This announcement is pretty much meaningless, as it's completely up to the VPs of a given org to set the policy. Many teams have already been back 3-5 days a week for over a year, and exceptions aren't hard to get if you're a senior+ employee or otherwise have considerations that prevent this from being feasible.

ourguile 5 days ago | parent | next [-]

Anecdotally, I'm at a larger multinational corporation and our site has been mandating a new RTO policy and have not been granting exceptions based solely on seniority. In my personal opinion I believe it's mostly a soft layoff, so they can approve exceptions on a case-by-case basis.

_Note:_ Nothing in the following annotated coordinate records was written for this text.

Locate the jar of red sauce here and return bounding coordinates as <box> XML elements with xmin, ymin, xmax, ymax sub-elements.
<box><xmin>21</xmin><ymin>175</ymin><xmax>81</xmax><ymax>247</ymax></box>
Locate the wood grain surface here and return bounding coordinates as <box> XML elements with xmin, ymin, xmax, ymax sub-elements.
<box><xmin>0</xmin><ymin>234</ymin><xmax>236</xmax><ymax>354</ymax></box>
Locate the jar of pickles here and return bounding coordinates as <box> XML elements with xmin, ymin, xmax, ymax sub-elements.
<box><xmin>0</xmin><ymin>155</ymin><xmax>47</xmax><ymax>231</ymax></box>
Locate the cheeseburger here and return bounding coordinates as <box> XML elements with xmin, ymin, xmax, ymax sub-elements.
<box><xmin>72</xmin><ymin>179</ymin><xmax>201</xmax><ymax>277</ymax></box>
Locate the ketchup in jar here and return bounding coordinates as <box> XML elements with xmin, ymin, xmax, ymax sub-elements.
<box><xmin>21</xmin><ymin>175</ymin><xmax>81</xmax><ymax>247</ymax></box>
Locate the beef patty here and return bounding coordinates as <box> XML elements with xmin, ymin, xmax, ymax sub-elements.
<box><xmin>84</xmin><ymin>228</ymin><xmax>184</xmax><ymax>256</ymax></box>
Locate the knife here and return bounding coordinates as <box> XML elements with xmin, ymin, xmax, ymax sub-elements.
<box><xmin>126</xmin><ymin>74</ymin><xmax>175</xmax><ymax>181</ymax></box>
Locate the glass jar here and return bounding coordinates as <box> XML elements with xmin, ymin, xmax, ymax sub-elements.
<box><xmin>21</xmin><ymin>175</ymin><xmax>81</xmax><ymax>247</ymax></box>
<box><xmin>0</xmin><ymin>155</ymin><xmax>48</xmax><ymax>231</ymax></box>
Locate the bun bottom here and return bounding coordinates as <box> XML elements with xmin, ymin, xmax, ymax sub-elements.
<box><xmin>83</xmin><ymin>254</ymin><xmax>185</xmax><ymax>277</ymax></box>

Jagerbizzle 5 days ago | parent [-]

No disagreements there (I'm at Microsoft). I should also note that in the part of the org I work, exceptions are re-evaluated every quarter.

geodel 5 days ago | parent [-]

Indeed. Apart from really aggressive, "love the bad press" type of employers most would try to appear reasonable from outside while largely rejecting wfh/remote requests lasting more than few months.

nlawalker 5 days ago | parent | prev [-]

I don't think I'd call it meaningless; this sets the new default for the many orgs who haven't set a mandate already, and it seems to indicate that exceptions will now be harder to get.

Jagerbizzle 5 days ago | parent [-]

Fair point. I've wasted way too much time arguing about this in my org. The messaging is effectively that the "data" (which is never presented to anyone) indicates on-site is better, and if you disagree, feel free to go test the job market.